En daar blijft het zelfs niet bij. De kunst zit hem in zo te bouwen dat een bepaalde infrastructuur door de jaren heen makkelijk kan omgevormd worden voor andere doeleinden. “Stel, nu is het plan om een gebouw als woongelegenheid te gebruiken voor 10 personen met een handicap. Maar binnen 20 à 30 jaar stopt die voorziening ermee en wil een andere organisatie er bijvoorbeeld een voorziening voor jeugdhulp van maken. Dan betekent dat er nu al moet gekeken worden hoe we dat gaan faciliteren. We gaan het gebouw niet zo ontwerpen dat alles al vaststaat. In plaats daarvan gaan we bijvoorbeeld lichte invulwanden gebruiken die we later ook gemakkelijk opnieuw kunnen afbreken zodat de ruimte aan een nieuwe invulling kan voldoen.”

Addendum Zorg

GRO is dus een handig instrument om duurzaamheid in gebouwen te optimaliseren, al is er een klein detail: GRO is initieel vooral gericht op kantoorgebouwen; een plek waar mensen van 9u tot 17u zitten, maar niet overnachten of langdurig verblijven. Daarom werd het bestaande GRO aangevuld met een addendum Zorg, zodat het ook toegepast kan worden voor specifieke zorg- en welzijnsgebouwen. “Een kantoorgebouw staat toch ver af van wat een zorginstelling is en dat zorgt ervoor dat andere aspecten van duurzaamheid belangrijker worden”, licht Jolien toe. “Zeker als we kijken naar zorginstellingen met langdurig verblijf. Als je op kantoor geen buitenruimte hebt waar je af en toe eens kan gaan zitten, is dat minder belangrijk dan in een verblijf waarin bijvoorbeeld personen met een handicap 24 op 24 moeten zijn. Zij hebben daar wel echt nood aan.”

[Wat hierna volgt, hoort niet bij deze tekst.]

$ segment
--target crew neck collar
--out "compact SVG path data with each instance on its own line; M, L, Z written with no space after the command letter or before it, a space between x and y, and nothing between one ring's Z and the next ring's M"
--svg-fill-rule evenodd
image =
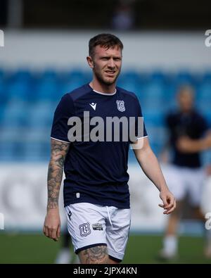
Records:
M103 96L113 96L116 94L117 92L117 89L115 89L115 91L113 93L109 94L109 93L102 93L101 91L98 91L96 90L94 90L93 88L91 88L91 87L90 86L89 84L88 84L88 85L89 86L89 87L92 89L93 91L94 91L95 93L97 94L103 94Z

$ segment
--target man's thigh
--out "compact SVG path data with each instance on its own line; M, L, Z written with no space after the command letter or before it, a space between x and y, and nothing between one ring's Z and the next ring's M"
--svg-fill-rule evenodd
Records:
M103 256L107 242L106 218L102 207L89 203L78 203L66 206L65 211L75 252L78 254L82 251L92 248L92 257L94 252L101 252ZM104 248L101 250L95 248L99 246Z

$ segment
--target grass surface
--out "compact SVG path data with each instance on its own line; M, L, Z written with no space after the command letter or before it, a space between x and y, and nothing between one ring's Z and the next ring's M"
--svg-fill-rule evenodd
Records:
M160 236L130 235L123 263L167 263L157 259ZM0 263L53 263L60 242L39 234L0 234ZM178 258L171 263L211 263L203 256L203 239L181 236Z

Maar in het nieuwe GRO Zorgaddendum was er eigenlijk nog weinig focus op de toegankelijkheid, die toch voor zorginstellingen van extreem belang is. Hiervoor startte VIPA een onderzoeksopdracht in samenwerking met INTER, het Vlaams expertisecentrum toegankelijkheid. De criteria van toegankelijkheid werden, in eerste instantie enkel voor ziekenhuizen, onder de loep genomen. “Een kamer in een hospitalisatieafdeling, welke afmetingen moet die hebben? Welke afmetingen zijn er minimaal nodig voor een mindervalide persoon om zich op een adequate manier te kunnen verplaatsen? INTER heeft daar een checklist voor ontwikkeld waarbij er bepaalde voorwaarden worden opgelegd zodat een ontwerper van in het begin weet wat er nu eigenlijk verwacht wordt op vlak van integrale toegankelijkheid”, legt Jolien uit. “Het is de bedoeling om dat dit jaar verder te ontwikkelen voor de andere sectoren, dus ook voor kinderdagverblijven, voor jeugdhulp, enzovoorts.”

Voorlopig is het GRO Zorgaddendum dus nog niet in werking en zitten de duurzaamheidscriteria van VIPA momenteel in een overgangsfase. “Het onderzoek van het GRO Zorgaddendum werd eind vorig jaar opgeleverd dus de documenten zijn er allemaal en staan ook ter beschikking op onze website maar het is nog geen verplichting om ermee te werken”, aldus Jolien Vervloet. “Alle voorzieningen die al graag informatie hebben en de documenten willen inkijken, kunnen dat allemaal wel al vinden op de website.” Het plan is om de uitrol van het GRO Zorgaddendum te laten samenvallen met de Intergewestelijke GRO die er ook zit aan te komen in 2024. “We gaan de huidige periode gebruiken om te evalueren hoe voorzieningen die huidige duurzaamheidscriteria ervaren en of dat we daar ook lessen uit kunnen trekken naar gebruiksvriendelijkheid en tijdsbesteding toe. Het uiteindelijke doel is om tegen 2050 naar klimaatneutrale gebouwen te gaan, zoals ook VEKA , het Vlaams Energie en Klimaat Agentschap, ook vooropstelt.”